Dari keempat episode tipes Sigi ini saya ingin membagikan kepedulian Tuhan kpd saya, org paling buruk di dunia yg sangat pantas dimurkai, tp justru dikasihi, diampuni, dan dipulihkanNya.
Selama masa kesukaran ini saya terus mencari apa itu sukacita. Kl sukacita itu artinya senang, mana mungkin saya bisa senang saat anak saya sakit, atau saat saya merana dalam kesusahan saya seorang diri tanpa teman yg benar2 mengerti.
Jawaban pertama datang dari kotbah pendeta minggu ini. Dia bukakan ttg 4 tokoh yg dapat bersukacita dlm keadaannya yg sedang tidak baik. Bersukacita dia artikan bukan perasaan senang, tetapi perasaan lega yg luar biasa karena mengetahui yakin ada harapan. Dia gambarkan seperti kita berjalan melewati lorong yg gelap, sampai berasa sesak nafas, nah, ketika terlihat secercah cahaya kita bisa lega, lorong gelap ini ada ujungnya dan pasti berakhir.
Tokoh pertama Yesaya, mengajak bangsa Israel bersukacita setelah selesai dihukum, pulang dari pembuangan. Tokoh kedua pemazmur bersukacita setelah mengalami penderitaan. Tokoh ke3 bersukacita saat SEDANG bertahan dalam kesusahan. Ke 4 bersukacita saat mewartakan Injil.

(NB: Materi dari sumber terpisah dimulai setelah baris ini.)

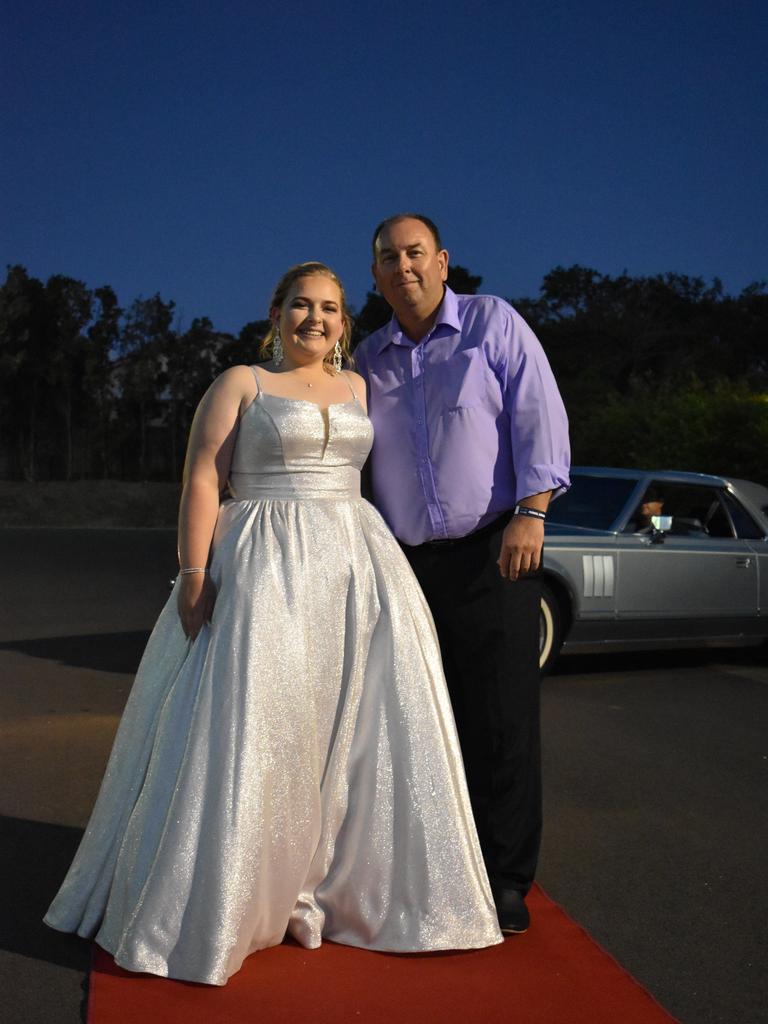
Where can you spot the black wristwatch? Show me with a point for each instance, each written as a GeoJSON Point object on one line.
{"type": "Point", "coordinates": [532, 513]}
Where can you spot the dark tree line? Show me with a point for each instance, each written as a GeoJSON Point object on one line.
{"type": "Point", "coordinates": [665, 371]}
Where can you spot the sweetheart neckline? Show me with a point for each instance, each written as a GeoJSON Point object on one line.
{"type": "Point", "coordinates": [304, 401]}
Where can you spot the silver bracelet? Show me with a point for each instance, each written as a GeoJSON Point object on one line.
{"type": "Point", "coordinates": [525, 510]}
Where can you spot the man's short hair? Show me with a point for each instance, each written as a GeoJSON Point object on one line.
{"type": "Point", "coordinates": [408, 216]}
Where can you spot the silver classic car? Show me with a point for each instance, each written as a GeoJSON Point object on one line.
{"type": "Point", "coordinates": [637, 560]}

Kata bersukacita semakin terasa jelas bagi saya ketika belajar surat filipi. Paulus menuliskan kitab ini dari dalam penjara (tahanan rumah di Roma), dia menyewa sdr rumah yg mjd penjaranya yg dijaga ketat oleh tentara Roma shg dia tdk dpt bekerja membuat tenda, artinya dia tdk bs menghasilkan uang, dlm kekurangan. Dia berada disitupun stlh mengalami turbulensi berkepanjangan, menjalani pengadilan yg perkaranya tak kunjung diberi putusan krn oknum2 yg menanti diberi suap olehnya, menjalani perjalanan panjang utk sampai di roma diusianya yg sudah tua sekitar 70 tahunan bahkan sampai sempat mengalami karam kapal dan terombang ambing berhari2 di tengah laut. Kesulitannya terus menerus spt tidak berujung. Tapi dalam surat-suratnya dia tulis, bersukacitalah senantiasa dalam Tuhan. Sekali lagi kukatakan, bersukacitalah. Ternyata rahasia sukacita paulus bukan terletak pada situasi kondisi hidupnya, tetapi pada Kristus dan injilnya.
(to be continued)
Saya benar2 bingung ketika dibilang bersukacitalah senantiasa, be anxious for nothing, perintah2 itu seperti perintah yg mustahil dilakukan. Saya mencari2 apa itu bersukacita, mana bisa saya bersukacita saat anak saya berkali2 sakit. Mana bisa saya bersukacita saat saya habis segala-galanya (hati, pikiran, emosi, fisik (uang saya tidak punya)), semua yg saya punya rasanya benar2 habis utk melawan tipes anak saya. Saya babak belur secara fisik, mental dan spiritual. Ini semua seperti mimpi buruk yg entah kapan berakhir. Banyak perkataan Tuhan saya mengerti sesaat, kemudian saya lupakan saat penderitaan dan kesulitan kembali datang. Saya seperti Musa yg posisi default nya adl marah. Juga seperti bangsa Israel yg tegar tengkuk dan hobi bersungut2, berkeluh kesah, murmuring. Konyolnya krn sepanjang hari cm bertiga sama anak2 jd yg bisa kena semprot amarah ya cuma mereka, terutama Sigi (dan sekali2 suami juga kena). Sebenarnya akar kemarahanku adl tidak terima Tuhan mengizinkan keadaan yg begitu buruk ini terjadi padaku, pada anakku Sigi. Aku menolak pemberian Tuhan, aku menolak rencana Tuhan. Bahkan pernah terjadi saya marah2 teriak2 di kamar mandi "Tuhan kl Kau mau mengubahku mjd ibu yg lebih baik, jgn pakai cara kekerasan seperti ini, gak akan berhasil, Engkau gagal, aku gak suka, aku benci padaMu" berulang2 saya marah seperti itu stlh sblmnya saya marah2 sama Sigi. Dia di luar panggil saya, Bunda marah knp?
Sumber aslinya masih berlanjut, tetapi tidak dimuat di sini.